A verdade é que os conteúdos temporais e a fortiori tudo quanto é, perspectivado à luz do a priori fundamental da morte pessoal, estão em fuga. O agora de há pouco é irrecuperável, não porque não haja a capacidade cognitiva de recuperar o seu conteúdo e mesmo recuperá-lo de uma forma mais viva do que quando fora vivido em precepção. Ele é irrecuperável porque se sabe apodicticamente que não regressa. E este saber é um saber a priori formal e universal válido para todo e qualquer conteúdo, para todo e qualquer agora.
d) Tempo de resistência
A análise de Scheler centra-se como vimos nos momentos de dobra temporal, naqueles momentos em que o acontecimento é ainda de expectativa, mas cuja permanência em expectativa está numa tensão para o vazio, insiste na resistência da espera. Essa resistência não conta com a constituição do que existe para lá da dobra, com a possibilidade do instante seguinte chegar ou não; mesmo que se sobreviva a diversas situações de resistência. A qualidade deste instante corresponde à autenticação do seu sentido. A resistência é o sentido fundamental de uma existência e modo de ser que a cada instante pode sucumbir à possibilidade absoluta e simplesmente anuladora de toda e qualquer forma de comportamento relativamente ao que quer que seja. Os fenómenos de morte e arrependimento constituem assim a base ôntica para a abertura à dimensão da pessoa no humano, embora fique por saber se é esse o horizonte de sentido em que eles podem ser interrogados verdadeiramente. Mas esse problema cai fora do âmbito deste artigo.

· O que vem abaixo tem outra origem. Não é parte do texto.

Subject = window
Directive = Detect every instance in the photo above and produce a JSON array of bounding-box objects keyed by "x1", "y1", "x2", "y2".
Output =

A tese de Scheler sobre a morte conduz à ideia da totalidade fechada que serve como plano de fundo a toda a forma de acesso pessoal, que transforma os fenómenos em casos e acasos pessoais. O plano de fundo à vida no seu todo, em que decorre a existência e o ser pessoal, tem o sentido, como vimos, o facto do encaminhamento da vida como ser a morrer. Assim, todo e qualquer momento não é apenas uma sequência de agoras englobados por durações mais e mais extensas, mas antes é um momento de tempo que atravessamos para nunca mais. Quando se fala em atravessar momentos de tempo evoca-se o carácter de fuga e não repetibilidade do tempo em curso. Cada momento é, então, um momento que força à crise, que nos pode notificar do fechamento da dimensão pessoal na dimensão pessoal da finitude. Cada momento oferece resistência à opacidade absoluta em que mergulha a possibilidade simples de daqui a nada tudo deixar de ser, de tudo deixar de ser, assim, sem mais nem menos.